Placing 75ml of culture medium containing chitin into a 150ml triangular flask, inoculating bacillus subtilis according to the ratio of 4% to 6% and inoculating bacillus cereus, wherein the preservation number of the bacillus subtilis strain is CCTCC NO: m2018387, the preservation number of the strain of the bacillus cereus is CCTCC NO: m2018386.
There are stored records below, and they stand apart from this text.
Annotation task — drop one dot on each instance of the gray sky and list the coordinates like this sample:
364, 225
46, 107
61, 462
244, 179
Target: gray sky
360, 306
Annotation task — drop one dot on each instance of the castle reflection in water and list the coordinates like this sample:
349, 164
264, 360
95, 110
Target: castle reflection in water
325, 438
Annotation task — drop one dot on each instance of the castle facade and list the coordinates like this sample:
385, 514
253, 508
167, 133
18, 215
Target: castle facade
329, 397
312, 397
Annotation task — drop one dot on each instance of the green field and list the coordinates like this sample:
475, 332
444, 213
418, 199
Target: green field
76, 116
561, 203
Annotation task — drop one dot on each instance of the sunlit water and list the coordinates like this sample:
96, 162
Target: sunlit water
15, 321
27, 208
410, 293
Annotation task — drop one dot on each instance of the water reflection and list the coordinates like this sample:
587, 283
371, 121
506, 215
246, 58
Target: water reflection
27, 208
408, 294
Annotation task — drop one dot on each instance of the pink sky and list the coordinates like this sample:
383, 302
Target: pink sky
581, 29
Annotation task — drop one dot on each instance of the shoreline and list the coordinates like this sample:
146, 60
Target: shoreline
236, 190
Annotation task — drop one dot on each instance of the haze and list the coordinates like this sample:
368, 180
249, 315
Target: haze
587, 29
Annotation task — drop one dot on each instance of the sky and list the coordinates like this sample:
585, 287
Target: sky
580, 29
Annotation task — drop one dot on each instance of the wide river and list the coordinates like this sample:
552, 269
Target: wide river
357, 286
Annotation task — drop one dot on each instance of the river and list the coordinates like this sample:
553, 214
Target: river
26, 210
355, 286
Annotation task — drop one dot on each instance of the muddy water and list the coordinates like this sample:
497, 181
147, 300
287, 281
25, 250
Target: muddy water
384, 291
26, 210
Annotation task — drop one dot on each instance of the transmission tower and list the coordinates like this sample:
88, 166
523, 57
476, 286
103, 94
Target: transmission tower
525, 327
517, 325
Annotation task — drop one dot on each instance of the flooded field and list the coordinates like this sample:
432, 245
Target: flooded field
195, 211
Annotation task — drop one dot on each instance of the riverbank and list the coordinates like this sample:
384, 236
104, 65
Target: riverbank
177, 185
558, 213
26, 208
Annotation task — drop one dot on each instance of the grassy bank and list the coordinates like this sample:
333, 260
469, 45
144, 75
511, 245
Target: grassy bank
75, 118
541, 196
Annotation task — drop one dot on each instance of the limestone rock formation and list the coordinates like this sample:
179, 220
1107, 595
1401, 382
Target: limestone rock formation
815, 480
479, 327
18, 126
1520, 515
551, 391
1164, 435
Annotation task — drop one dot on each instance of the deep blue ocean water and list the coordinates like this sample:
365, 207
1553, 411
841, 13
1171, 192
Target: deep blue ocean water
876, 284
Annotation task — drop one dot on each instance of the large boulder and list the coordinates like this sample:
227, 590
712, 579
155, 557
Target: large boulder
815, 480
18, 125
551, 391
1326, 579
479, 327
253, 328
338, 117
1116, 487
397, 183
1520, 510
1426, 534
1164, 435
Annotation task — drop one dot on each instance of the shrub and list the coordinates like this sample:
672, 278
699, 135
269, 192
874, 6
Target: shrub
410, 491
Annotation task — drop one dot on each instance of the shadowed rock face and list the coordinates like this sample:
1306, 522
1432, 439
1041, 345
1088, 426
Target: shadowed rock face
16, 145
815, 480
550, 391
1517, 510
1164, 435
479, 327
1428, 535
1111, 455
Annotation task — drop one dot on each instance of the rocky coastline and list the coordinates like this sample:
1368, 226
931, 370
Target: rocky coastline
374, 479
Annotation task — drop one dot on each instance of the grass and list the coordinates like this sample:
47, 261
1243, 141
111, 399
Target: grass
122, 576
Fermenting and culturing for 72 hours at 220rpm and 30-32 ℃, and obtaining the fermentation liquid which is the bacillus composite preparation.
And (3) measuring the activities of chitinase and deacetylase by using a DNS method and an acetic acid measurement and exchange algorithm, and detecting the effective viable count and the chitosan content in the bacillus composite preparation.
The determination result shows that the prepared bacillus composite preparation contains 41.71U/ml chitinase, 35.87U/ml deacetylase and 33.51 × 10 total viable count of bacillus7The concentration of the chitosan is 11.0mg/ml, and the pH value is 8.47.
The foregoing is only a preferred embodiment of the present invention, and it should be noted that, for those skilled in the art, various modifications and decorations can be made without departing from the principle of the present invention, and these modifications and decorations should also be regarded as the protection scope of the present invention.